Die Fotografie isoliert das Objekt auf einem Stück Hauswand, das als farbiger Hintergrund des Türklopfers einen
großen Anteil an der ästhetischen Erscheinung hat. Die farblich harmonische oder kontrastierende Beziehung zwischen Objekt und Fläche zieht den Blick an.
Die zuweilen antikisierende Ornamentik an den Teilen des Türklopfers führt die Betrachtung schnell aus der Gegenwart zurück auf historische Fährten. In einem ausgelegten Begleitheft werden die Inseln genannt, auf denen Gisela E. Haseleu die Türklopfer entdeckt hat. Allerdings dürfte es schwer sein, verschiedene
Klopfer-Kompositionen für eine der Inseln als typisch anzusehen.
Denn eine genauere Betrachtung der Hauswände ergibt, dass sie unterschiedlichen Alters sein können. Die grauweiße Wand, auf der scheinbar eine sardische Prinzessin den Ring zum Anschlagen hält, ist brüchig. Ihre Risse deuten ein hohes Alter an, was erlaubt, auch dem Türklopfer einige Jahrhunderte zuzuschreiben.

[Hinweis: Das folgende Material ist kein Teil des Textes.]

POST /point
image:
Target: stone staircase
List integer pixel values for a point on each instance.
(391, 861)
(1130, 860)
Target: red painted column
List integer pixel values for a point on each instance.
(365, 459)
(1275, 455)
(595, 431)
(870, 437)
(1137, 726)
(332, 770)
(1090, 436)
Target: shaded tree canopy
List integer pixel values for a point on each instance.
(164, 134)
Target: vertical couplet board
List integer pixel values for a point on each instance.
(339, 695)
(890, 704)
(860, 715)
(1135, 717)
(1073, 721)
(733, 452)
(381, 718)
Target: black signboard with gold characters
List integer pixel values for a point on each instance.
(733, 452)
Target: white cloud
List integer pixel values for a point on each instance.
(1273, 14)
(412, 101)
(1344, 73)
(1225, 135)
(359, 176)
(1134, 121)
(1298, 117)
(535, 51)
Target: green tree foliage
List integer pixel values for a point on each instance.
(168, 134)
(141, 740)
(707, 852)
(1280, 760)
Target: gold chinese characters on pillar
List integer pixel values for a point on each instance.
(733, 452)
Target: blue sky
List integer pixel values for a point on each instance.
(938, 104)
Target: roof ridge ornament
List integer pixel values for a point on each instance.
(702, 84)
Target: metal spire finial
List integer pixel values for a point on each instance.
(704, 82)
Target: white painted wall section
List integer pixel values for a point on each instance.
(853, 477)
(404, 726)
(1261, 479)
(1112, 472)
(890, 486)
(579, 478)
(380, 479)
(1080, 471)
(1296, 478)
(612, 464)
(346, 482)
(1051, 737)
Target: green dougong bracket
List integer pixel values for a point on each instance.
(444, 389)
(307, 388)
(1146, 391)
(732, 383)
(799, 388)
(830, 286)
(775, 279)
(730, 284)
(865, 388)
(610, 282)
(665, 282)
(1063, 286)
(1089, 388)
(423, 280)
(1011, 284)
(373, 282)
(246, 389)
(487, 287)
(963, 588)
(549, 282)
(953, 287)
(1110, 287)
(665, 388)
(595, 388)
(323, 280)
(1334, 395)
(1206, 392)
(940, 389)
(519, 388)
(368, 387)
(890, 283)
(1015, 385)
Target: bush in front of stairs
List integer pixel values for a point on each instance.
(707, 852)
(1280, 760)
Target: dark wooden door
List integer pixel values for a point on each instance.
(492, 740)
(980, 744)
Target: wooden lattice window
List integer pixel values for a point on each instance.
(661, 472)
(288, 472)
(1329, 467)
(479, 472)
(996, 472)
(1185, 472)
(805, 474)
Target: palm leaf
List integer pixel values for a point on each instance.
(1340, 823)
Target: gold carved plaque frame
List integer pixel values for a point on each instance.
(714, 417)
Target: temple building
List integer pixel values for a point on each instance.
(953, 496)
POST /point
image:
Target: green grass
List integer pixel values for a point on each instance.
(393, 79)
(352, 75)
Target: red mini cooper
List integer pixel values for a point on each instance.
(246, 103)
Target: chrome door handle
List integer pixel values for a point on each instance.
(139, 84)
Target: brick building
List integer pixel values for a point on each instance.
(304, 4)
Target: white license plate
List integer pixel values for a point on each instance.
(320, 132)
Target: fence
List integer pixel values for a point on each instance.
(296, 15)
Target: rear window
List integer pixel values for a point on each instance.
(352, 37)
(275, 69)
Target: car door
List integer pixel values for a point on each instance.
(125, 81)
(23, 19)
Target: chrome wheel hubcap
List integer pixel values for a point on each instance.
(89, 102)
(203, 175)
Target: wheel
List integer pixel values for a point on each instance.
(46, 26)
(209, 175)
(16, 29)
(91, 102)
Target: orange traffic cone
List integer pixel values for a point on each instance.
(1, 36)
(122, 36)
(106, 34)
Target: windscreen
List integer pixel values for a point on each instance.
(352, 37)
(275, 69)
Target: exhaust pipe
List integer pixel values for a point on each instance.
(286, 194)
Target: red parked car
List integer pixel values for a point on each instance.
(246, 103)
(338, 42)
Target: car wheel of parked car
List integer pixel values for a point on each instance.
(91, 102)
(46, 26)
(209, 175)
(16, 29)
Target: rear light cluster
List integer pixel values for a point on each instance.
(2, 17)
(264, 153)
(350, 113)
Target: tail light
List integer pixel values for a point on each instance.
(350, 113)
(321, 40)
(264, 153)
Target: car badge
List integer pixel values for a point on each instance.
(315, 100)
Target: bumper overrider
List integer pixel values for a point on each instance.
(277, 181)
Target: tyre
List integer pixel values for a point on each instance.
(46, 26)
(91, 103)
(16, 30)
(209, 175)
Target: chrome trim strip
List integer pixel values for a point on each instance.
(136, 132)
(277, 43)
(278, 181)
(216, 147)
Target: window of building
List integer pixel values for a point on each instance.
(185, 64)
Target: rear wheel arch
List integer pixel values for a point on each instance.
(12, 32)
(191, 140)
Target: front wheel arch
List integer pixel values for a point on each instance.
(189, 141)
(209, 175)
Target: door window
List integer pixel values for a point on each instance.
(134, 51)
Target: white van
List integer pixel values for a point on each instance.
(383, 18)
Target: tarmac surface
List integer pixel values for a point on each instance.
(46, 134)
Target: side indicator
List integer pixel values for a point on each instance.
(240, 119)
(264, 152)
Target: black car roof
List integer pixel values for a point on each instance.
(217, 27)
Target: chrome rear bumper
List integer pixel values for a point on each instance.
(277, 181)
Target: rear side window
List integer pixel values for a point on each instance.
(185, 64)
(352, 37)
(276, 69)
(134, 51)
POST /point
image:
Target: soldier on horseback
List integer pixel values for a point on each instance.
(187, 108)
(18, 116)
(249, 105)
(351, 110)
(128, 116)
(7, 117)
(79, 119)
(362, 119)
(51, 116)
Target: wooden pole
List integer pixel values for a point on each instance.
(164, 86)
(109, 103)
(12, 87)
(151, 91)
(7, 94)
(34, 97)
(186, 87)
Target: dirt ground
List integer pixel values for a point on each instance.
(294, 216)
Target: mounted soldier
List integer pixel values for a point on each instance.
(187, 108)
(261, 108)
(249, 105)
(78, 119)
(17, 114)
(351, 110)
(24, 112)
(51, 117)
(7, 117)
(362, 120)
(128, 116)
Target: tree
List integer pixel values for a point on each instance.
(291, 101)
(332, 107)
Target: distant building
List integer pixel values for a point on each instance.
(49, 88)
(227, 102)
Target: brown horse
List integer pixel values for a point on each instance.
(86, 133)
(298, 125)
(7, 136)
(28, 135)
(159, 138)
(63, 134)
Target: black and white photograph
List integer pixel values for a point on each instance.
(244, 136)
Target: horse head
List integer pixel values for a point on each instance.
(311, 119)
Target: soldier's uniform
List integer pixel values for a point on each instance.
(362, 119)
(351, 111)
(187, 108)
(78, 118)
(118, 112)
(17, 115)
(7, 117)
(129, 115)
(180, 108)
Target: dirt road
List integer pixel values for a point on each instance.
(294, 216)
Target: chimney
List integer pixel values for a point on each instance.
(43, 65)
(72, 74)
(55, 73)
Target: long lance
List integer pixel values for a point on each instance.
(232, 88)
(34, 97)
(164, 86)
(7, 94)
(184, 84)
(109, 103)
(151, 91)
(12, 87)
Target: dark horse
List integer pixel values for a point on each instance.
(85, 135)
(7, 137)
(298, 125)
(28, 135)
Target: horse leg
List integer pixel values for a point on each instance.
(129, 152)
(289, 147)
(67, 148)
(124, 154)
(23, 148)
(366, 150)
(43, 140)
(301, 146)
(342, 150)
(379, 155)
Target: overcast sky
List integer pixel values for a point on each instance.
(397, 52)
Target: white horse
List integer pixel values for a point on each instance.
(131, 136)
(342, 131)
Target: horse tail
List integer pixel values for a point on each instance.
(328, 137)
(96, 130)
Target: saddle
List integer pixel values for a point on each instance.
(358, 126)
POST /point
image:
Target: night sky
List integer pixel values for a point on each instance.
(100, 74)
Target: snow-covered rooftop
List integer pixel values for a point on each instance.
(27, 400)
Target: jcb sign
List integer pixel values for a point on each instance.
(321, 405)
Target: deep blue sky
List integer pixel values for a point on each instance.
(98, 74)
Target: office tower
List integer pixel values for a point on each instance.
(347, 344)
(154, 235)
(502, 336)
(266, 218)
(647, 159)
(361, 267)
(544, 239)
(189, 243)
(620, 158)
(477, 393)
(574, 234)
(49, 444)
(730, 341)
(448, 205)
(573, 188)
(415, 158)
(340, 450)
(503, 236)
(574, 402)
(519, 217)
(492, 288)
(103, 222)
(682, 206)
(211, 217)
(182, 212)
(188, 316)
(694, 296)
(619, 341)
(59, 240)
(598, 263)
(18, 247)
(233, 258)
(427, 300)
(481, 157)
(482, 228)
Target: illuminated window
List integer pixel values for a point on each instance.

Aber das Ensemble an einem Haus auf Sardinien ist
eine der wenigen Ausnahmen: Die meisten Wände sind glatt und in den letzten Jahrzehnten touristenfreundlich bemalt worden, und ihre Türklopfer, ob Löwenkopf, Bacchus-Gesicht oder Hand, die sich dem Gast entgegenstreckt und die Kugel reicht, mit der er sich ankündigen soll, haben zwar inhaltlich Mythos und Historie aufgesogen, sind, ob aus Bronze, Eisen oder Aluminium, Produkte zeitgenössischer Handwerker oder Industrien.
Die Fotografie selbst ist das wesentliche Werk der Künstlerin. Sie erlaubt sich in der Auswahl der Ausstellung keine auffällige BesonderheitP nur ganz wenige Aufnahmen zeigen den Türklopfer leicht verschoben oder um weniges von der Seite, so dass seine Räumlichkeit gesehen werden kann.
Gisela E. Haseleu führt den Betrachtenden zweifellos reizvolle, weil formal vielseitige und im Detail fantasievolle Alltagsobjekte vor. Ihre Fotografien legen die Türklopfer perfekt zur Betrachtung frei.